“Summarizing videos using concentrated attention and considering the uniqueness and diversity of the video frames” accepted by the ICMR’22 conference.

“Summarizing videos using concentrated attention and considering the uniqueness and diversity of the video frames” accepted by the ICMR’22 conference.

We are pleased to share that the MIRROR project paper “Summarizing Videos using Concentrated Attention and Considering the Uniqueness and Diversity of the Video Frames” authored by CERTH-ITI was accepted to be presented at the 2022 ACM International Conference on Multimedia Retrieval.
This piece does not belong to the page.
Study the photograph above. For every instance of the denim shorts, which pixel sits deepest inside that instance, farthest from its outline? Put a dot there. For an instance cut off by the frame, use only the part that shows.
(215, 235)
Effectively and efficiently retrieving information based on user needs is one of the most exciting areas in multimedia research. The Annual ACM International Conference on Multimedia Retrieval (ICMR) offers a great opportunity for exchanging leading-edge multimedia retrieval ideas among researchers, practitioners and other potential users of multimedia retrieval systems.

Abstract:
In this work, we describe a new method for unsupervised video summarization. To overcome limitations of existing unsupervised video summarization approaches, that relate to the unstable training of Generator-Discriminator architectures, the use of RNNs for modeling long-range frames’ dependencies and the ability to parallelize the training process of RNN-based network architectures, the developed method relies solely on the use of a self-attention mechanism to estimate the importance of video frames. Instead of simply modeling the frames’ dependencies based on global attention, our method integrates a concentrated attention mechanism that is able to focus on non-overlapping blocks in the main diagonal of the attention matrix, and to enrich the existing information by extracting and exploiting knowledge about the uniqueness and diversity of the associated frames of the video. In this way, our method makes better estimates about the significance of different parts of the video, and drastically reduces the number of learnable parameters. Experimental evaluations using two benchmarking datasets (SumMe and TVSum) show the competitiveness of the proposed method against other state-of-the-art unsupervised summarization approaches, and demonstrate its ability to produce video summaries that are very close to the human preferences. An ablation study that focuses on the introduced components, namely the use of concentrated attention in combination with attention-based estimates about the frames’ uniqueness and diversity, shows their relative contributions to the overall summarization performance.

The paper will be available for download soon in the publications section on our website.